You'll want to setup the saw-horses (or whatever you're using for supports) as close to the snow base as you can get, to minimize the distance you'll have to move the ice top once it's made (trust me, this sucker's heavy AND fragile). Lay the MDF boards on top of the saw-horses and break out your level. You need to have these boards be as level as possible, so if the ground you're building on is not flat, you need to make adjustments to make sure that the boards are laying flat. You can't really see in any of the pictures I've provided, but there are smaller, thinner boards wedged underneath the MDF and the saw-horses that buttress the left side of the table up to make up for the uneven ground.

Allow me to deviate here just for a bit to relay my experience with this part. I built the ice top using only one MDF board (I can't remember the thickness of it now, but it wasn't terribly thin), and unlike what happened with the guys at Wisegeek, my ice expanded down as well as up, particularly around the corners. This is not good, as it creates an unlevel surface on the bottom of the ice sheet. Now, since the base for the table is made of compacted snow, it doesn't affect how straight the ice sheet sits on the table as much as you might think, but it does add unneccessary strain on the snow basin structure, particularly on the corners. So, I reasoned that if you used two boards and stack them on top of one another, then would be enough reinforcement to guide the ice more upwards than downwards; plus, having two boards instead of one helps with constructing the snow basin, as I had to make due with just one.

Once you get it even, lay the beams around the perimeter of the MDF boards (such that they stand 4" tall); if you've measured right when you bought/cut them, they should form a perfect rectangle that sits on the edge of the MDF. Secure them in place with something temporary (I used Gorilla tape, which SUCKS in cold weather so DON'T USE IT! If you have large C-clamps, those would work the best; put two around each corner and maybe one in the center of each beam and you should be golden).
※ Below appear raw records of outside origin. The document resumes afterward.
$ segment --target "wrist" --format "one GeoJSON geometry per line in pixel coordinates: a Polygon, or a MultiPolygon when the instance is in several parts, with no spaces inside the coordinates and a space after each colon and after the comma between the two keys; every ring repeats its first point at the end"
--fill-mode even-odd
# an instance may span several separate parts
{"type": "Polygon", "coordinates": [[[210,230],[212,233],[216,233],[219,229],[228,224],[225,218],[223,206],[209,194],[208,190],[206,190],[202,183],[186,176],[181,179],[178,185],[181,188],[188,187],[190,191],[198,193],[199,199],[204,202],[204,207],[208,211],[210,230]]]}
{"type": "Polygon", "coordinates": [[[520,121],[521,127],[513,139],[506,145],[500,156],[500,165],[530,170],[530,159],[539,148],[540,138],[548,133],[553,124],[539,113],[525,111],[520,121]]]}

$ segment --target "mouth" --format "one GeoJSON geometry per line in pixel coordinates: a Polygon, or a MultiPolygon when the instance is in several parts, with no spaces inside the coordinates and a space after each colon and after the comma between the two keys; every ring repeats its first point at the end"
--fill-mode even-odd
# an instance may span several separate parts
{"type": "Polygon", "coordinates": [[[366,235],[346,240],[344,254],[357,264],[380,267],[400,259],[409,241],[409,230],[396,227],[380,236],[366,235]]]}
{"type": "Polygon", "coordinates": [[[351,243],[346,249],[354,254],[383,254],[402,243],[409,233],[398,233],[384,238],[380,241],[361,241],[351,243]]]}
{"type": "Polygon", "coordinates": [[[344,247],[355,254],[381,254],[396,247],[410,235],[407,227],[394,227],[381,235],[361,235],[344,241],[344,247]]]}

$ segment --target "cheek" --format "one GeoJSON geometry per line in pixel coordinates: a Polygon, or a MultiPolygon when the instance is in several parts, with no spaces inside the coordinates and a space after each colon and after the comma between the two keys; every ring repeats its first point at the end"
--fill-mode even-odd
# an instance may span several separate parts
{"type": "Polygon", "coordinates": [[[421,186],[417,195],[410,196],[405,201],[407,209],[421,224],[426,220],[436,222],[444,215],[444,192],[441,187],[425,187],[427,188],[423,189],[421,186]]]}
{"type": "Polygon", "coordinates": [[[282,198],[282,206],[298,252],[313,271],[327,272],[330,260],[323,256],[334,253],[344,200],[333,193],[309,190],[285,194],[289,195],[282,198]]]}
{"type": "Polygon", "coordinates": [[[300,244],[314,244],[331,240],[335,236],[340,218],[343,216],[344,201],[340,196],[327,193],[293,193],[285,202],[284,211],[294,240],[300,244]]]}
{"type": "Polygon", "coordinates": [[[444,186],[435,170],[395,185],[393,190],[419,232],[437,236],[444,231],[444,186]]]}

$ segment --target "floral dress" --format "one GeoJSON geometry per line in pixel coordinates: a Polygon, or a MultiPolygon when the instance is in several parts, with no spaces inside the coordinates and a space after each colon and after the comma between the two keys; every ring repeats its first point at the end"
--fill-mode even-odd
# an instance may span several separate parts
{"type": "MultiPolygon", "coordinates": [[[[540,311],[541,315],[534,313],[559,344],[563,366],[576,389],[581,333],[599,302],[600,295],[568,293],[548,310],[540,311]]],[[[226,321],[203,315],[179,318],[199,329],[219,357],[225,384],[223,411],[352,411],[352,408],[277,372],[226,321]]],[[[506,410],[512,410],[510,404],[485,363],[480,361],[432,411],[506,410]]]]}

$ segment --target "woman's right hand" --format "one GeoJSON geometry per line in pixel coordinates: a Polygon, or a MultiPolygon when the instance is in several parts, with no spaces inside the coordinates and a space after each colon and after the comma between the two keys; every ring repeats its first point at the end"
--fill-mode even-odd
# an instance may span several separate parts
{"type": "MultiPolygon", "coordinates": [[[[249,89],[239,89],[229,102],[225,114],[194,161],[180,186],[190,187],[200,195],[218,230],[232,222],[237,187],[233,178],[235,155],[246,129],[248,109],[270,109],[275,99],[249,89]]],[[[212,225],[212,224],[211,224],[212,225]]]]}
The beams themselves will not be subjected to that much pressure; they're there more as guides for the ice.

After the beams are in place, line the whole inner part with the plastic sheet. If at all possible, try to smooth out the bottom as much as you can, as it will make it easier to detach from the ice block later. (In fact, I was never able to detach mine, so in the end I just trimmed the excess plastic away rather than try to separate it; since it's clear, its invisible in the final product). Secure the plastic to the beams either on the top or outside of the beam, not the inside. Then place the whatever weights your using on the corners to minimize the edge of the plastic from flipping back into the water basin (see the photo for what I mean by this).